Patients—and clinicians—are challenged in how to sort out the vast amount of information available about cancer screening. For example:

study reported in the April 2007 Radiology supports the use of CT screening for detecting lung cancer early enough to enable a 10-year survival. Conversely, the United States Preventive Services Task Force recommends against general lung cancer screening on the grounds that earlier detection does not reduce mortality.

The New York Times recently suggested that the United States death rate for colorectal cancer could be cut in half if everyone over age 50 underwent screening. Meanwhile, White House Press Secretary Tony Snow reported that he was first diagnosed with stage III colon cancer after undergoing screening “every two to three months” because of a strong family history of the disease. He has since been diagnosed with an aggressive recurrence.

And, a study published in the online edition of the journalCancer indicates that fewer women had a mammogram in 2005 than did five years earlier.
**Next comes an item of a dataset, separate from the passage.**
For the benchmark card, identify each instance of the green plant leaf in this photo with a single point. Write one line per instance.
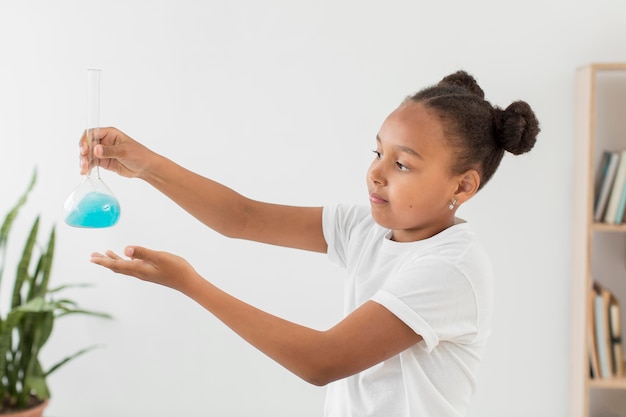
(22, 268)
(69, 358)
(10, 218)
While access and cost are often cited as reasons why women skip annual mammograms, ineffectiveness is also being noted. Coincidentally, over that same five-year period, CRICO claims alleging a failure to diagnose breast cancer have declined significantly.

Our Recommendation

A sincere recommendation by a trusted physician is one of the key motivators cited by patients who do get screened. But primary care providers (PCPs) may need to be cautious about “overselling” cancer screening. For an asymptomatic patient, a screening recommendation requires a discussion beforehand to set appropriate expectations about the realistic benefits and limitations associated with each screening modality. After the results are known, the communication needs to continue—either to properly frame a negative report, or to address an abnormal finding.

When a patient declines recommended cancer screening, the PCP needs to explore (and document) such a decision to be certain that it is based on a full and accurate understanding of what the screening entails, the benefit of early detection, and the risk of a delayed diagnosis. For patients with a higher-than-average risk (i.e., personal history of cancer, family history, genetic markers) who refuse testing, the physician may need to make a more concerted effort to persuade compliance.